Yesod 0.5.1: HTML sanitization, generalized Hamlet and pluggable authentication

September 28, 2010

GravatarBy Michael Snoyman

For the past week or so, most of my programming focus has been going into projects tangential to Yesod development, mostly http-enumerator. As an aside: I think the enumerator package is wonderful; does anyone want me to write up a tutorial on how to use it?

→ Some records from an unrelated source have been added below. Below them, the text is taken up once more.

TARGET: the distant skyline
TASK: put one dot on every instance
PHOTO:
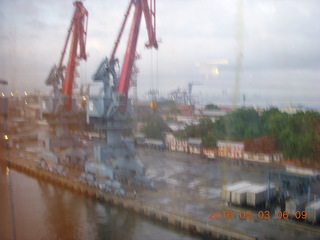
(273, 44)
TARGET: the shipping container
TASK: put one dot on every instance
(239, 196)
(296, 204)
(227, 189)
(313, 212)
(257, 194)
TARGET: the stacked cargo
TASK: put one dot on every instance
(257, 194)
(295, 205)
(228, 189)
(313, 212)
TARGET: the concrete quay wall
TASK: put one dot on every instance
(176, 219)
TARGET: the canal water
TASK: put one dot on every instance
(34, 209)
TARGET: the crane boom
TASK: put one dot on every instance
(141, 6)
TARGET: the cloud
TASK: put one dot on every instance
(280, 44)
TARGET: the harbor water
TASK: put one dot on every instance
(35, 209)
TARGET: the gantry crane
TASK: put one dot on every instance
(60, 109)
(111, 113)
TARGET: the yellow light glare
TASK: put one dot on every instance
(215, 71)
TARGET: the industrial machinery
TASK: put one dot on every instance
(60, 110)
(111, 113)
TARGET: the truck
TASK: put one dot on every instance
(256, 195)
(227, 189)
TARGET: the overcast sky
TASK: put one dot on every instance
(272, 47)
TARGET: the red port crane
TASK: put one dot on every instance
(78, 33)
(148, 10)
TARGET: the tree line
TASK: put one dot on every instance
(297, 136)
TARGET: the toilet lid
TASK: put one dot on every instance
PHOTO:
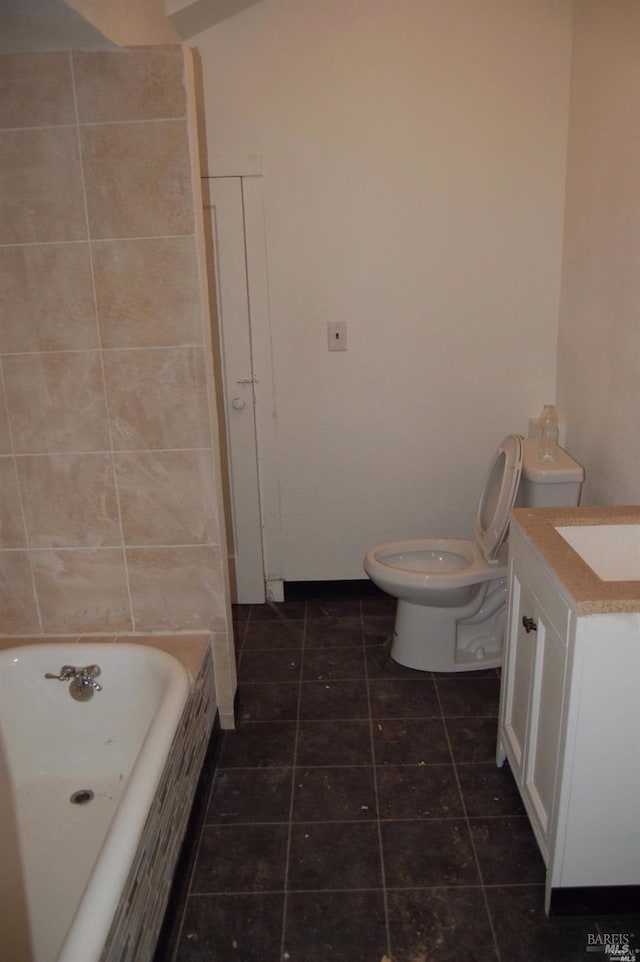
(498, 495)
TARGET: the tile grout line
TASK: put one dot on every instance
(375, 793)
(468, 824)
(285, 899)
(198, 845)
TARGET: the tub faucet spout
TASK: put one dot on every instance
(83, 680)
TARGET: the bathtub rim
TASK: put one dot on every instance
(91, 922)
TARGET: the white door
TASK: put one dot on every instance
(228, 233)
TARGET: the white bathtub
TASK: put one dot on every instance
(74, 859)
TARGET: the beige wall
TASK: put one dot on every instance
(413, 158)
(599, 342)
(109, 516)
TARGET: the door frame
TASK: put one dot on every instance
(248, 168)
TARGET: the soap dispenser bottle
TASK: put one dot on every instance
(548, 434)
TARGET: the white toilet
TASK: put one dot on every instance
(451, 592)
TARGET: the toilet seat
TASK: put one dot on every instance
(498, 495)
(441, 571)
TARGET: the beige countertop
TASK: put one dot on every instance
(590, 594)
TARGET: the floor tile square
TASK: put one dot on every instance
(380, 664)
(245, 928)
(268, 702)
(403, 698)
(469, 695)
(450, 925)
(334, 855)
(489, 790)
(473, 739)
(410, 741)
(333, 633)
(428, 853)
(279, 664)
(333, 664)
(335, 927)
(334, 743)
(524, 932)
(333, 699)
(258, 745)
(273, 634)
(333, 794)
(507, 851)
(241, 858)
(278, 611)
(332, 609)
(246, 795)
(378, 630)
(383, 606)
(418, 791)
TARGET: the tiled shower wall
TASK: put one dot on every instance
(110, 516)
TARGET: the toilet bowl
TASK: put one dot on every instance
(451, 592)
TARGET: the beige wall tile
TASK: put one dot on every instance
(176, 588)
(129, 85)
(148, 292)
(188, 649)
(48, 302)
(167, 497)
(224, 665)
(36, 90)
(56, 402)
(82, 590)
(12, 534)
(157, 398)
(138, 179)
(5, 435)
(17, 599)
(41, 196)
(69, 500)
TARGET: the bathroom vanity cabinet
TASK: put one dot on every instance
(570, 721)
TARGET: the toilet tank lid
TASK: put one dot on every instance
(564, 470)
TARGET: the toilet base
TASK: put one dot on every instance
(437, 639)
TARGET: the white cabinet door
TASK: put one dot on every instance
(543, 741)
(518, 683)
(533, 690)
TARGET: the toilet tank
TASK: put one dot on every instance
(550, 483)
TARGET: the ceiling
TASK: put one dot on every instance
(36, 25)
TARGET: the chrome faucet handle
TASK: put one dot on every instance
(88, 675)
(67, 672)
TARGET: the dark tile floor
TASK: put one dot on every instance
(357, 814)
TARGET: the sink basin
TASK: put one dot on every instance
(612, 551)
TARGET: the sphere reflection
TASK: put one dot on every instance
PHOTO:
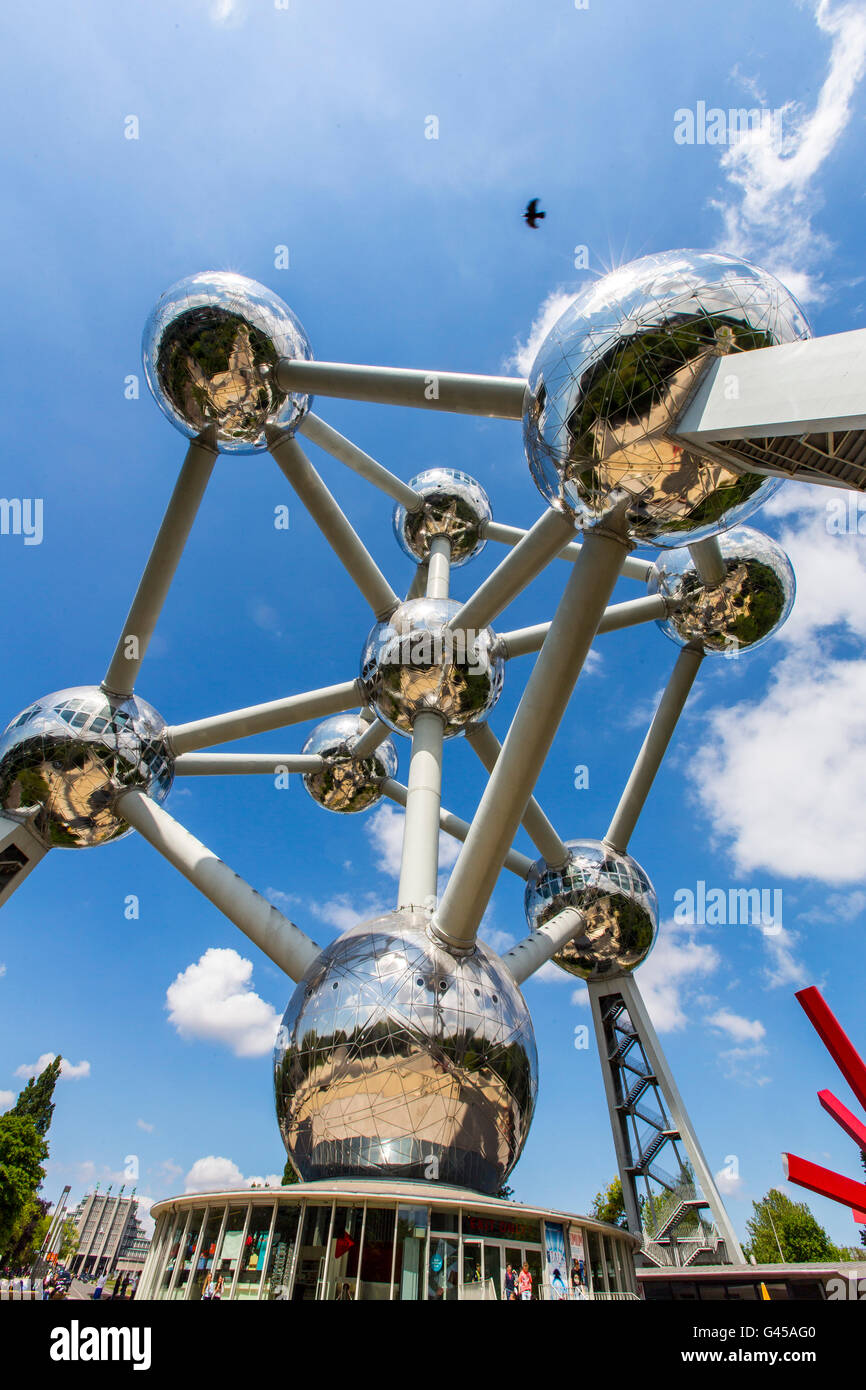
(616, 370)
(616, 898)
(751, 603)
(210, 348)
(346, 784)
(398, 1059)
(413, 663)
(455, 505)
(66, 758)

Anyway, there has been some activity on the Yesod side as well. If you remember, I'd previously mentioned that I thought Yesod was approaching a 1.0 release, marking it as more API-stable. I asked for some input on things people would like to see, and got some great responses. Here's a quick run-down of what's new. Fortunately, this release does not break any APIs, so you can easily upgrade.

More comments

Normally I wouldn't mention updating documentation, but this is slightly different. I've now fully commented the site created by the yesod executable scaffolder. It should be easier to understand what's going on in there and why certain design decisions were made.

HTML Sanitization

Greg Weber wrote the xss-sanitize package to remove dangerous bits from HTML. The HTML and NicHTML form fields now use this function to avoid any nefarious user input.

Generalized Hamlet/Easier Widgets

Widgets make it easy to have modular components consisting of HTML, CSS and JavaScript. The downside is that it can be a bit tedious to use them. For example:

myInnerWidget = do
    addBody [$hamlet|...|]
    addStyle [$cassius|...|]

myOuterWidget = do
    inner <- extractBody myInnerWidget
    addBody [$hamlet|
        %h1 This is the inner widget
        ^inner^
    |]

Having to use the extractBody is a bit of an annoyance. Fortunately, this is no longer necessary. With the release of Hamlet 0.5.1, Hamlet templates are now generalized using the HamletValue typeclass. This essentially means we can use Hamlet to produce things besides Hamlet values.

On the Yesod side, we now have an instance of HamletValue for Widget. This means the code above can be written as:

myInnerWidget = do
    addBody [$hamlet|...|]
    addStyle [$cassius|...|]

myOuterWidget = [$hamlet|
    %h1 This is the inner widget
    inner <- extractBody myInnerWidget
    ^myInnerWidget^
|]

Notice that we no longer prepend a call to addBody; the value of the quasi-quoted template is itself a widget. This also means that if we want to embed plain Hamlet templates, we'd need to do something like this:

myPlainTemplate :: Hamlet MyRoute
myPlainTemplate = [$hamlet|...|]

myWidget = [$hamlet|
    %h1 Embed another widget
    ^myInnerWidget^
    %h1 Embed a Hamlet
    ^addBody.myPlainTemplate^
|]

This may not seem like a big deal, but I think it will make people's coding much easier and allow us to write widget code in a more modular fashion.

Upcoming features/Breaking changes

I mentioned previously that I was dissatisfied with the authentication subsite. In Yesod 0.6 I will be removing the Yesod.Helpers.Auth. Instead, I'm creating a separate yesod-auth package. This will allow us to add dependencies to yesod-auth without affecting yesod, as well as make breaking changes without influencing yesod version numbers.

As I said at the beginning of this post, I've been working mainly on http-enumerator recently. The impetus to get started on that was to get good OpenID 2 support going for the haskellers.com website (nothing there yet). Currently, the Yesod authentication system only works with OpenID 1. I'm hoping that by Yesod 0.6, we'll have support for both of them.

For some bright-eyed Haskeller out there...

One last feature I'd love to see implemented is a Javascript minifier to attach to Julius. Anyone out there want to take a swing at it?